As histórias de ginastas baianas que representam o Brasil pelo mundo
texto Anna Luiza e Stella Ribeiro
multimídia Nadja Anjos
diagramação Nadja Anjos
narração Micaele Santos
colagem Stella Ribeiro
Três arcos e duas bolas. Cada um dos objetos sobrevoa o tablado de 13×13 metros para logo serem capturados por mãos ágeis e talentosas. Ao som de “Bamboo” e “O Desconhecido”, Ana Maria Maciel, Dayane Camilo, Fernanda Cavalieri, Jennifer Oliveira e Larissa Barata ocupam o centro das atenções no Estádio Galatsi, em Atenas.
Em meio a saltos complicados, os aparelhos são alçados e apanhados de diferentes formas por mãos, pernas e braços. O importante é não deixá-los cair. Entre arrastos, passadas e jogadas, quase um deslize: um dos arcos se projeta para fora do tablado. Uma correria começa. Em menos de cinco segundos, Larissa, sem sair do ritmo, dá duas passadas para o lado e com habilidade evita uma possível tragédia em rede internacional de rádio e televisão. Suspiro.
A elasticidade de seu corpo impressiona. Ao contrário da anatomia convencional, pé e cabeça se encontram constantemente.
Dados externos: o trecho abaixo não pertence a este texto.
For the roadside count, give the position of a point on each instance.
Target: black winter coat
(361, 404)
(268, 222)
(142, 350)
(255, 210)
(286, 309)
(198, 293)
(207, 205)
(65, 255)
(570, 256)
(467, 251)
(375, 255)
Entre elevações de pernas, giros e saltos de dança elaborados, passa a existir um corpo conectado, em que o limite é quase inexistente. Mas não basta ser elástica, tem que ter beleza. E a graciosidade se espalha em Atenas pelo andar na ponta do pé, pelo gingado e pelo sorriso.
Em frente à televisão de tubo, os olhos de Marcela quase não piscam. No visor, um close em Larissa Barata revela sua simpatia e alívio por ter dado tudo de si no tablado. Mas teria sido suficiente? Marcela acredita que sim. Um placar surge abaixo na tela e, com um bom tom de mistério, o resultado aparece. Festa brasileira em Atenas. O país se classifica para a final por equipes de ginástica rítmica nos Jogos Olímpicos de 2004.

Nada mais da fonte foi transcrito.